Por isso, essa dica de número 3 se torna tão importante. Depois de entendermos as etapas anteriores, ao chegar na hora da escrita é necessário compor sem muitos freios.

Pense no seguinte:

Essa primeira versão. Ninguém vai ler. É como a volta de apresentação da F1: ninguém pode ultrapassar. Você está apenas esquentando os pneus. Escreva. Sem medo. Ninguém vai ler ou julgar. Simplesmente escreva.

Siga a estrutura planejada, sem perder muito tempo na correção ou melhorias.

Mas atenção: isso só funciona se você tiver planejado as etapas da escrita e souber responder as questões que eu trouxe no item 01 deste texto.

Depois de se libertar na versão 01, volte ao início para a largada oficial.

Agora, a corrida vai começar de verdade. Analise friamente o que colocou no papel. Leia tudo, mas ainda não encoste em nada. Só analise: deixe o texto te ler.

Nova volta.

Comece a ganhar tempo nas curvas e nas retas. Primeiro conserte as partes evidentes. Mais uma volta. Guie com sabedoria. Busque sinônimos, reduza o tamanho das frases, edite a ordem dos parágrafos, se necessário.

E quando você estiver quase exausto da repetição, deixe a bandeira quadriculada tremular e largue a direção. Um texto nunca é terminado, ele é abandonado.

Abandone e saia de perto.

O suor debaixo do capacete

Em 1991, Ayrton Senna completou o GP de Interlagos, no Brasil, apenas com a 6ª marcha. No pódio, suado e muito cansado, teve dificuldade de erguer a taça. É a representação máxima da frase de Instagram: "quem vê close, não vê corre".

Há uma frase parecida de Thomas Edison:

A Genialidade é 10% inspiração e 90% transpiração.

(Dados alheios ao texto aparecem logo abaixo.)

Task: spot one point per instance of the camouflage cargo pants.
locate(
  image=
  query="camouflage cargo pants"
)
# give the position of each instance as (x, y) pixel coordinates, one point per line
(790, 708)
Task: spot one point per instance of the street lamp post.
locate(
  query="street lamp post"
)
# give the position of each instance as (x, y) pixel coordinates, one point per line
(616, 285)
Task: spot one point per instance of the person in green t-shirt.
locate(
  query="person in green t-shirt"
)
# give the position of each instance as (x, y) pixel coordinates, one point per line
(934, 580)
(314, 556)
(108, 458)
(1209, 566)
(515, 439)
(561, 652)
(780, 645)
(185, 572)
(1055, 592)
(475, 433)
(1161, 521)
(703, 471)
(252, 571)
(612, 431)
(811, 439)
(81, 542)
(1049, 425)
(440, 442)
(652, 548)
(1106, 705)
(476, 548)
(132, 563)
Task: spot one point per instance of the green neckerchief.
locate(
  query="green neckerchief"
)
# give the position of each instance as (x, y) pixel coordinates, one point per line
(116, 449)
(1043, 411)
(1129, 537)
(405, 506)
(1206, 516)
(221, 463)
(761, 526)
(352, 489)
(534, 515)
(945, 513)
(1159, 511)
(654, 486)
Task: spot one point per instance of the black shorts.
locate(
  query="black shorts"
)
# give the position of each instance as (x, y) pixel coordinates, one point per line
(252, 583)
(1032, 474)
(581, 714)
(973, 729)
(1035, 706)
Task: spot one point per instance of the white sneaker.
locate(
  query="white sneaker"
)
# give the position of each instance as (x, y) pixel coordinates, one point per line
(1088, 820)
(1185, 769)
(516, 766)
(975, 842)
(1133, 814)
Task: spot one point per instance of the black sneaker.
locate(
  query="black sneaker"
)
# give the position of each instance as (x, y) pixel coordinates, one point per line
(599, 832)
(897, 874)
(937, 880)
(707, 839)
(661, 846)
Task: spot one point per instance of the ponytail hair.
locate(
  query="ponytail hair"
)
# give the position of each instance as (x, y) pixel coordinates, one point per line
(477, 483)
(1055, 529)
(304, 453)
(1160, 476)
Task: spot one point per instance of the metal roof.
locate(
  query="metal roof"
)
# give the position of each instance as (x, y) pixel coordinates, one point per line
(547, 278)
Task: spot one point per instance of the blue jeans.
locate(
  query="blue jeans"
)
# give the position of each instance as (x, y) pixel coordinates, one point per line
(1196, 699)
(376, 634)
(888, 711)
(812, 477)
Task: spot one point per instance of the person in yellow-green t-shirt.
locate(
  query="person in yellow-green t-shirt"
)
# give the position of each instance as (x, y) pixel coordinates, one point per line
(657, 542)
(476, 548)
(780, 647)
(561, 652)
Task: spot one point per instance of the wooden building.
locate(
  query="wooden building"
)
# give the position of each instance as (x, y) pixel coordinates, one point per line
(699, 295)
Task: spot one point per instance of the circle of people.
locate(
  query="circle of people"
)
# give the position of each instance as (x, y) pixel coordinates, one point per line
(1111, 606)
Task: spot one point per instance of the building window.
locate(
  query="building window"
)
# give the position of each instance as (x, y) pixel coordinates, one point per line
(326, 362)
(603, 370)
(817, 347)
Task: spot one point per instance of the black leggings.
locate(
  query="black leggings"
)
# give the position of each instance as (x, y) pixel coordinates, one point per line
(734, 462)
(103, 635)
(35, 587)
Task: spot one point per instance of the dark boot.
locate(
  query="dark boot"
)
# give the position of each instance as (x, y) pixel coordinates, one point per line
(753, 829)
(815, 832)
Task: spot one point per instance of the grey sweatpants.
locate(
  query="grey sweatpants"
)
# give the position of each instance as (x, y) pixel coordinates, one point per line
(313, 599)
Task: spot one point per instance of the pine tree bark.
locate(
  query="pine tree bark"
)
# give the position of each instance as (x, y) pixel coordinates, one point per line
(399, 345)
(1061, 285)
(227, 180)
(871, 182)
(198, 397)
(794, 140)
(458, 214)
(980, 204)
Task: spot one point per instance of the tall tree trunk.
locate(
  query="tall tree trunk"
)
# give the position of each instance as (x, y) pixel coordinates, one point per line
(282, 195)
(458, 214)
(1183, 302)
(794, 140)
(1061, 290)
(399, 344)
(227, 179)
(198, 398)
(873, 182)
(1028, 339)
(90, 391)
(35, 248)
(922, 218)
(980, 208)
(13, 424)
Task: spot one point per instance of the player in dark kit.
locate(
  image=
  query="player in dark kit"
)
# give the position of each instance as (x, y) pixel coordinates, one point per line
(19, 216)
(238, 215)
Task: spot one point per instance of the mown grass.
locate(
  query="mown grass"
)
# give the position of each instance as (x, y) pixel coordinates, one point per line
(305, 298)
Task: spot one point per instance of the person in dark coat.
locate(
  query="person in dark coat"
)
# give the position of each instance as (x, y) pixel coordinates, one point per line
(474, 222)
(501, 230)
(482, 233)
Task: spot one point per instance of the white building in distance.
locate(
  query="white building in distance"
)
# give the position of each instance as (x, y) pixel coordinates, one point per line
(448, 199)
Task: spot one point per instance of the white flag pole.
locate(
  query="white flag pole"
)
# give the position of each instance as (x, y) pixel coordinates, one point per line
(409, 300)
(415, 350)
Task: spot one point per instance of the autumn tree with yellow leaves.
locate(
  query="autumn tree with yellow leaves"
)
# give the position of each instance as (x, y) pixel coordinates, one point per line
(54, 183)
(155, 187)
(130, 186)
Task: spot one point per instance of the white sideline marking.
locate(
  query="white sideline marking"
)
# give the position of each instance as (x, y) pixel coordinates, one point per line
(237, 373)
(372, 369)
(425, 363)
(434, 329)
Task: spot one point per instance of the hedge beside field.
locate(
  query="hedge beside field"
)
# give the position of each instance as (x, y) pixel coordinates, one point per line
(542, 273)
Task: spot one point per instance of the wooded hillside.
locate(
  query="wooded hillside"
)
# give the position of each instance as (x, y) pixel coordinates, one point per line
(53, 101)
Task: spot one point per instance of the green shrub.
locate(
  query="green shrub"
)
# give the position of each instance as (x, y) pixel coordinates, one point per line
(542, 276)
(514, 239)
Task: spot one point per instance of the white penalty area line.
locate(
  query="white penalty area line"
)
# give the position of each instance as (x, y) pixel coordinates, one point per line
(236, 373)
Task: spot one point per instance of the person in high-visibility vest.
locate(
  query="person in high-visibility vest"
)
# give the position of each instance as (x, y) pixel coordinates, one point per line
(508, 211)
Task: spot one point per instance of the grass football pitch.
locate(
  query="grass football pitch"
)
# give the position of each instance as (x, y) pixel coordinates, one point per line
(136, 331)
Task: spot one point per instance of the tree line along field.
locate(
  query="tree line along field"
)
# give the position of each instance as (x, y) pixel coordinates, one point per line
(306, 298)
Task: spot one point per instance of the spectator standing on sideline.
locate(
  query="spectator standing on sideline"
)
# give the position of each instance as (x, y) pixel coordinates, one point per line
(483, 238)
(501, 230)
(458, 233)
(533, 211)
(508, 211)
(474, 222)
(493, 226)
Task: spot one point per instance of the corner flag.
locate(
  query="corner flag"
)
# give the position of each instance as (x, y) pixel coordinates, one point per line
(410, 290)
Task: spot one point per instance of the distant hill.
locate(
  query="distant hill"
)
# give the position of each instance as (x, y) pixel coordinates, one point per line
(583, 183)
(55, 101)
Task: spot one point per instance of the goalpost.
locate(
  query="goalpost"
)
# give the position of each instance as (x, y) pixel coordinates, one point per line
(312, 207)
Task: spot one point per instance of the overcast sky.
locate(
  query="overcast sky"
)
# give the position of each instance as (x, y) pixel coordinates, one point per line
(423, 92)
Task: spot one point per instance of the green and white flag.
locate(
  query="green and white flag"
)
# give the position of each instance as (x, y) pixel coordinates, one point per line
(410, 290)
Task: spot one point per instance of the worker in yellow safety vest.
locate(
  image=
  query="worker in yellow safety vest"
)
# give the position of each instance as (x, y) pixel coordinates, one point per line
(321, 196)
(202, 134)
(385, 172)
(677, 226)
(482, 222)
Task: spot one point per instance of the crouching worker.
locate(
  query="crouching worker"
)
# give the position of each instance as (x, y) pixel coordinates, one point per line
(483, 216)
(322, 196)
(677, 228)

Foi em São Paulo, que ouvi Robert McKee dizer:

— Escrever é 10% inspiração e 90% transpiração.

Talvez eu seja muito cético (não me leve tão a sério), mas eu tenho trabalhado cada vez menos com a inspiração. Os momentos que tenho de inputs criativos me parecem impulsionados pela técnica que cada vez mais tento tornar parte de mim.

Por isso, se você quer escrever cada vez melhor, pense como um Piloto de Fórmula 1.